The Intellyx Take: The Playbook Path to Improved Productivity & Better Outcomes

With its Playbook feature, Mattermost brings the adoption of checklists and prescribed workflows to the development process. But importantly, it does so in the context of a development team’s on-going communication and collaboration efforts.

The approach centralizes process documentation in one place and enables development teams to create and execute checklists and workflows alongside their project communication.

It is this co-location and contextual coordination that allows you to strike the balance you need between structure and free-flowing work.
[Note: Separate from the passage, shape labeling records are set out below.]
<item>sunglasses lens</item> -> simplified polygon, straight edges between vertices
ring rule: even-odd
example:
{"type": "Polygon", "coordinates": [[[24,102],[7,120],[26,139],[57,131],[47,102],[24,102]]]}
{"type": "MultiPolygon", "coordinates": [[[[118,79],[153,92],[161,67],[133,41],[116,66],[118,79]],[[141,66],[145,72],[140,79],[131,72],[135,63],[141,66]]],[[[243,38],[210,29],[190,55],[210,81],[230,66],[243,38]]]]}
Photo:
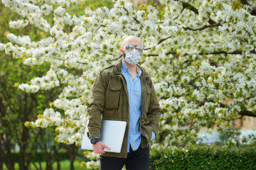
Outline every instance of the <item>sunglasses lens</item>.
{"type": "Polygon", "coordinates": [[[143,47],[142,46],[136,46],[135,50],[139,52],[142,52],[143,51],[143,47]]]}
{"type": "Polygon", "coordinates": [[[125,49],[127,50],[127,52],[131,52],[133,50],[133,48],[134,48],[133,45],[127,45],[125,47],[125,49]]]}

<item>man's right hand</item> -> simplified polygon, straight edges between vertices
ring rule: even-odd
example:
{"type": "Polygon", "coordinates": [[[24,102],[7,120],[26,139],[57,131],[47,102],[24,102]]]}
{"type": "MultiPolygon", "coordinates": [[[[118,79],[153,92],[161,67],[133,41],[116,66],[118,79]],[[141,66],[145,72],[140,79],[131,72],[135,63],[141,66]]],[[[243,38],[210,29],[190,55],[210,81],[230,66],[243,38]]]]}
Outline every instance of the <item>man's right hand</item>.
{"type": "Polygon", "coordinates": [[[95,154],[105,154],[105,152],[103,151],[104,148],[110,150],[110,147],[105,145],[102,142],[97,142],[96,144],[92,144],[93,152],[95,154]]]}

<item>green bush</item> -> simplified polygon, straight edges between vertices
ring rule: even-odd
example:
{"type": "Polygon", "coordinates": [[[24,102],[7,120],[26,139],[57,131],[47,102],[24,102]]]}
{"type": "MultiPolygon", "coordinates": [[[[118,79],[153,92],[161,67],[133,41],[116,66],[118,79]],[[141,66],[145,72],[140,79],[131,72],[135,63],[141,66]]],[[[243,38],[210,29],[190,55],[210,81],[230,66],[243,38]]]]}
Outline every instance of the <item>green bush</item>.
{"type": "Polygon", "coordinates": [[[151,169],[256,169],[255,147],[247,148],[193,145],[152,149],[151,169]]]}
{"type": "MultiPolygon", "coordinates": [[[[53,157],[54,157],[54,156],[51,155],[53,157]]],[[[6,153],[4,154],[4,156],[6,159],[8,158],[6,153]]],[[[19,155],[19,152],[11,152],[11,159],[13,160],[14,162],[18,162],[18,157],[20,157],[19,155]]],[[[49,155],[47,155],[46,154],[46,152],[43,150],[37,150],[37,153],[32,153],[31,155],[31,160],[34,162],[45,162],[46,161],[46,157],[49,157],[49,155]]],[[[69,159],[69,155],[67,153],[67,151],[64,149],[60,149],[58,150],[58,157],[59,158],[60,161],[63,161],[63,160],[68,160],[69,159]]],[[[53,162],[55,160],[53,160],[53,162]]]]}

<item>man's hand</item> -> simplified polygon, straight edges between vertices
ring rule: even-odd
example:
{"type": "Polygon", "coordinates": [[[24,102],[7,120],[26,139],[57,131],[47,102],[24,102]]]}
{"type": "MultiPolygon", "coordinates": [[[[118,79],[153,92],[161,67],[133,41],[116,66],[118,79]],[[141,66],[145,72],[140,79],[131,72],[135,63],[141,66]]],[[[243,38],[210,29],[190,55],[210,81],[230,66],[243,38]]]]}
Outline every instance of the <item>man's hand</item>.
{"type": "Polygon", "coordinates": [[[107,147],[100,141],[97,142],[96,144],[92,144],[93,152],[95,154],[105,154],[105,152],[103,151],[104,148],[110,150],[110,147],[107,147]]]}

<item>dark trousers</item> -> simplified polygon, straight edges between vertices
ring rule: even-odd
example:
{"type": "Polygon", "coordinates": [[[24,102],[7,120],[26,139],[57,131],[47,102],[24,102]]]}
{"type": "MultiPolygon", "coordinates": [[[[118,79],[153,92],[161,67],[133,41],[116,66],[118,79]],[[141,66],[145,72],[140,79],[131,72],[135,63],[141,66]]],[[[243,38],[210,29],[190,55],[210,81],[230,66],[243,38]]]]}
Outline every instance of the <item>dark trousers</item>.
{"type": "Polygon", "coordinates": [[[149,147],[142,148],[136,151],[129,148],[127,158],[100,157],[100,170],[121,170],[125,164],[127,170],[149,170],[149,147]]]}

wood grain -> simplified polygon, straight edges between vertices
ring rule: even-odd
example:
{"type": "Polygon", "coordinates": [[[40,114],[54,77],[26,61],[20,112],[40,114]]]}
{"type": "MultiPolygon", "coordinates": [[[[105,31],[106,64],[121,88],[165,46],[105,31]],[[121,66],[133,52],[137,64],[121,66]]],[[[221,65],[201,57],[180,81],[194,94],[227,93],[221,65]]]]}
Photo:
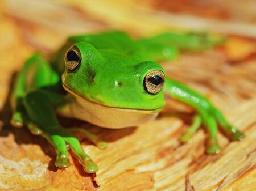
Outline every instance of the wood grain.
{"type": "MultiPolygon", "coordinates": [[[[186,1],[185,8],[177,3],[172,10],[163,9],[160,2],[0,2],[0,190],[256,190],[256,40],[251,37],[255,12],[248,11],[239,20],[237,5],[213,1],[202,5],[214,3],[208,15],[186,1]],[[228,16],[221,20],[219,12],[228,16]],[[210,19],[203,18],[206,15],[210,19]],[[211,22],[210,27],[203,21],[211,22]],[[221,28],[225,23],[229,28],[221,28]],[[171,28],[228,34],[221,48],[184,53],[177,60],[162,64],[170,77],[193,87],[220,108],[245,133],[242,141],[229,142],[219,133],[222,152],[206,155],[207,134],[200,129],[191,142],[181,144],[179,137],[189,125],[193,111],[172,100],[167,100],[155,121],[138,127],[106,129],[60,118],[65,126],[85,128],[108,142],[108,148],[101,150],[80,138],[100,167],[96,175],[89,175],[72,155],[70,167],[57,169],[54,150],[44,138],[9,125],[13,74],[32,52],[49,57],[71,34],[114,28],[146,36],[171,28]]],[[[253,7],[255,2],[244,1],[243,5],[253,7]]],[[[241,11],[247,12],[245,7],[241,11]]]]}

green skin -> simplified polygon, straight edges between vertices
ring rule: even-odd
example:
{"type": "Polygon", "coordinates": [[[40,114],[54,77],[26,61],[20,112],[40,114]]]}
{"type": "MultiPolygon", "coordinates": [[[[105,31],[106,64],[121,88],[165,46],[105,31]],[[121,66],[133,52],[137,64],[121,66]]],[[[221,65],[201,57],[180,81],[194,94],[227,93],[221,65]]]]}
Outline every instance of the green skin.
{"type": "Polygon", "coordinates": [[[106,143],[85,130],[63,128],[56,118],[56,110],[61,110],[71,103],[70,94],[67,96],[60,93],[60,77],[65,72],[62,83],[72,90],[71,95],[79,95],[96,104],[125,108],[127,112],[129,109],[159,112],[165,104],[164,94],[191,106],[197,114],[180,140],[188,141],[203,124],[209,133],[207,152],[218,153],[220,151],[216,138],[218,124],[233,140],[242,139],[243,134],[205,97],[185,85],[166,78],[161,90],[154,94],[147,91],[144,80],[152,71],[164,73],[155,61],[175,59],[180,51],[204,50],[222,41],[222,38],[206,34],[175,33],[132,40],[119,31],[71,37],[51,62],[37,54],[26,61],[13,91],[14,112],[11,122],[15,126],[26,124],[32,133],[47,138],[55,148],[57,167],[70,165],[66,146],[68,144],[84,170],[88,173],[96,172],[97,165],[84,152],[73,133],[85,135],[102,148],[106,147],[106,143]],[[76,47],[81,56],[79,67],[72,71],[65,69],[63,59],[71,46],[76,47]],[[117,82],[121,86],[117,86],[117,82]]]}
Most importantly, this natural interconnection between communication and collaboration on one side and checklists and workflows on the other removes the friction that often comes with structured development approaches. Essentially, this approach gives development teams the best of both worlds offering guidance without constraint.

While merely adopting this concept of Playbooks is not a panacea and doesn’t eliminate the need for project management, scrum meetings, or compliance controls, it does go a long way towards helping development team leaders strike what might otherwise be an impossible balance. 

As it does, it can simultaneously help them increase productivity and improve outcomes. See? Easy.